The Company has a number of third-party reseller and co-marketing alliances,
including agreements with some of the largest host processors and hardware
vendors. For example, the Company has a relationship with IBM whose sales team
resells a large portion of the Company's product line. Third-party reseller and
co-marketing alliances provide access to institutions with which the Company
would otherwise have no relationship.
LEGAL NETWORK
The Company maintains a network of independent legal counsel in all 50 states
and the District of Columbia. This network, as well as the Company's internal
legal staff, keeps the Company informed of changes in state and federal laws,
changes in state and local documentation requirements, pending legislation and
court actions affecting financial institution practices, as well as other
information required to maintain regulatory compliance.
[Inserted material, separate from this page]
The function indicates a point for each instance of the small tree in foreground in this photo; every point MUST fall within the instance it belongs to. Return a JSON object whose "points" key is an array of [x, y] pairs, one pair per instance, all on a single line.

The Company's management
believes that the quality of this information, the Company's ability to
effectively manage the continuous information flow provided by the network
participants, and the capability of the Company to integrate this information
into its software products provide the Company with a significant competitive
advantage.
The Company utilizes legal counsel in all jurisdictions, other than Louisiana,
under agreements that are terminable at will by either party and that provide
for compensation based on an hourly rate. The Company has entered into a
long-term legal services agreement with a Louisiana law firm pursuant to which
it pays legal fees based upon sales of the Company's products in Louisiana.
ACQUISITIONS
To remain competitive and to meet the changing needs of its customers, CFI
pursues acquisitions of products, technologies and businesses as one part of its
growth strategy. The Company continuously evaluates acquisition candidates that
provide opportunities to expand its customer base, cross-sell products, and
broaden its product offerings with proven solutions in a timely and
cost-effective manner. Since 1994 the Company has made 12 acquisitions and
believes that to date it has achieved its objectives of growth and broadening
its product offerings through this acquisition program and intends to continue
such activity in the future. Acquisitions of businesses or companies require the
dedication of management resources in order to achieve the strategic objectives
of the acquisitions.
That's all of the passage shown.